Dans un café situé dans le 15e arrondissement, loin de Montreuil, Les InRocks rencontrent "une personne" ayant travaillé avec Denis Hochard à la direction de la Tranquillité publique: autant dire une personne qui a vu la personne qui a vu l'ours... "Elle accepte de parler sous couvert d’anonymat: "ça, c'est du journalisme ! 
L'inconnu nous ramène au fait divers. "Ce qui s’est passé avec le journaliste, fallait bien que ça arrive un jour", nous assure-t-elle. Avec lui, tu avais l’impression que c’était le Vietnam à Montreuil. Quand il partait avec ses gars, il les chauffait à blanc avant et disait des phrases du genre : ‘on va leur péter la gueule’. Le témoin s'exprime, notons-le, comme s'il avait toujours été étranger au groupe qu'il est supposé décrire de l'intérieur... 
Le témoin s'intéresse moins au journaliste qu'à Voynet. "On se demandait pourquoi Voynet le défendait à ce point-là. Ça nous paraissait fou qu’elle se mette autant en danger avec un mec comme ça. Il n’a aucune culture des communautés territoriales, il a une culture du terrain." 

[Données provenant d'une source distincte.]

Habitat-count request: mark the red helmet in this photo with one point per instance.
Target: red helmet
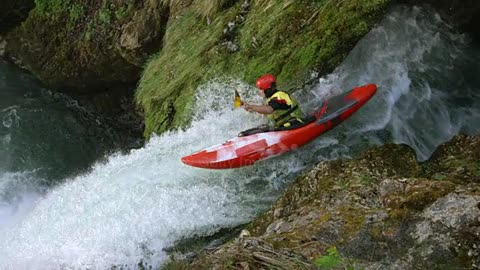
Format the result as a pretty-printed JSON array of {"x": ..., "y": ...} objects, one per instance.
[{"x": 265, "y": 82}]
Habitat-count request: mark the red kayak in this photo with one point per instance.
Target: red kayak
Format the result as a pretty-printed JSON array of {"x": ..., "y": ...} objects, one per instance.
[{"x": 246, "y": 150}]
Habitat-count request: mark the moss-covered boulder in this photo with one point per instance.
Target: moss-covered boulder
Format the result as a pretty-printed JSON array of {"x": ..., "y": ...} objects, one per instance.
[
  {"x": 246, "y": 39},
  {"x": 80, "y": 46},
  {"x": 382, "y": 210}
]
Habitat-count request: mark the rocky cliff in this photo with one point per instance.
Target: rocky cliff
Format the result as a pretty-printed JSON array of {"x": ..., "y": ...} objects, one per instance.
[
  {"x": 382, "y": 210},
  {"x": 98, "y": 50}
]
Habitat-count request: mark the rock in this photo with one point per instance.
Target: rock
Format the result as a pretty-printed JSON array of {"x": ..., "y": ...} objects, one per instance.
[{"x": 143, "y": 35}]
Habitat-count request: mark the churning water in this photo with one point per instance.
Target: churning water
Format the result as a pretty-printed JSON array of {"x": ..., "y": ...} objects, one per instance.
[{"x": 131, "y": 207}]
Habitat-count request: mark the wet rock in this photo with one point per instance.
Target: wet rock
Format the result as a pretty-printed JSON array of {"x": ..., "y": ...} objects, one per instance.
[
  {"x": 410, "y": 222},
  {"x": 143, "y": 35}
]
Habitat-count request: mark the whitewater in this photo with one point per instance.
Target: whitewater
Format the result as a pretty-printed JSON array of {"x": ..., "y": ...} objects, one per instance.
[{"x": 130, "y": 207}]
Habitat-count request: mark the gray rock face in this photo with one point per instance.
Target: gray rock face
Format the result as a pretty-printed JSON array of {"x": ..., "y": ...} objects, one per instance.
[
  {"x": 13, "y": 12},
  {"x": 398, "y": 219}
]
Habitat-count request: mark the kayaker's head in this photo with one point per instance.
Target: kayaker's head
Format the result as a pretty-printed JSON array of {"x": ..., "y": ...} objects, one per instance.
[{"x": 267, "y": 85}]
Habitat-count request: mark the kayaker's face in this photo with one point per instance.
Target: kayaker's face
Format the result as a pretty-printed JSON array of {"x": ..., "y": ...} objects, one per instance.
[{"x": 261, "y": 93}]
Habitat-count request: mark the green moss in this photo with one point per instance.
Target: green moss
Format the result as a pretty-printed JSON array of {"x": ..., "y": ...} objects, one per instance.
[{"x": 287, "y": 39}]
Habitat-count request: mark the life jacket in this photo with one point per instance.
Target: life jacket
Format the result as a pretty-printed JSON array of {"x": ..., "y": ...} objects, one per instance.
[{"x": 282, "y": 117}]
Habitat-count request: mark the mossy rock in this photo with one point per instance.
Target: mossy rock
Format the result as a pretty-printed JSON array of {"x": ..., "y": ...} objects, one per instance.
[
  {"x": 75, "y": 46},
  {"x": 288, "y": 38}
]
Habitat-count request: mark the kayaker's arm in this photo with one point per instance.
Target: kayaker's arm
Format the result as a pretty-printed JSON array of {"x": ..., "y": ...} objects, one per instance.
[{"x": 263, "y": 109}]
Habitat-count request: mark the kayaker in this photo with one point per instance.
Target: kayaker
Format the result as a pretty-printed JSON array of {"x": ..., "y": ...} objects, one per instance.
[{"x": 283, "y": 110}]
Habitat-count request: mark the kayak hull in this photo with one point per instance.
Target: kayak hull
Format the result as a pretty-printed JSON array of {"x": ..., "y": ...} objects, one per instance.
[{"x": 245, "y": 151}]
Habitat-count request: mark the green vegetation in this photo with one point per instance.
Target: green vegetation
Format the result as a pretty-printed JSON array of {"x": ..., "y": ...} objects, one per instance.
[{"x": 287, "y": 38}]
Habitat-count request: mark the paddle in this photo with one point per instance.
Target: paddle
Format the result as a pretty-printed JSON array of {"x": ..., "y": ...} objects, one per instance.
[{"x": 237, "y": 101}]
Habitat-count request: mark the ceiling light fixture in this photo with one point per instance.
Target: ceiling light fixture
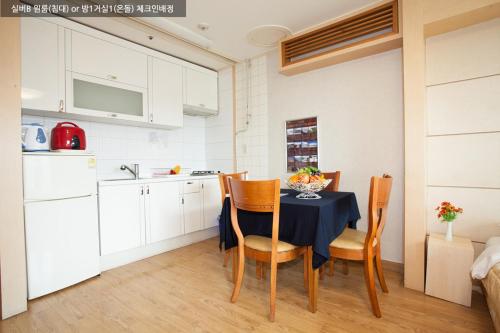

La politique de Voynet est-elle sécuritaire ?
C’est actuellement l'angle d'attaque de ses oppositions coalisées. La plus grosse responsabilité de la maire : avoir confié à ses ASVP des missions déconnectées de leur formation initiale. 
"On assume totalement, coupe court Dominique Voynet. Quand un groupe de gens arrivent avec un baluchon pour dire c’est à nous, on leur répond 'non, ce n’est pas à vous'." 

Le Front national aura du mal à glisser le coin sécuritaire dans les querelles de la gauche.


(réflexions inspirées par la mission partisane accomplie par Geoffrey Le Guilcher, pour Les InRockuptibles, vidéos Basile Lemaire) 

N.B. L'écléctisme de Geoffrey nous laisse sans voix. 
Il faut être un authentique pro des témoignages anonymes pour passer des querelles de clocher du 9.3 et se consacrer dans la foulée à l’exfiltration de Bachir Saleh, l’ancien directeur de cabinet de Kadhafi, trésorier du régime libyen, "rapatrié" à Paris après la chute du Raïs, recherché par Interpol, et qui, comme le résume le magazine rock, détiendrait (conditionnel!) " une note secrète, dont l’authenticité est débattue [sic], mentionnant le feu vert de Kadhafi pour financer la campagne électorale de Nicolas Sarkozy en 2007 à hauteur de 50 millions d’euros ."
 Ah, le doux parfum de ce doute qui entretient la rumeur déontologiquement correcte et vendeuse.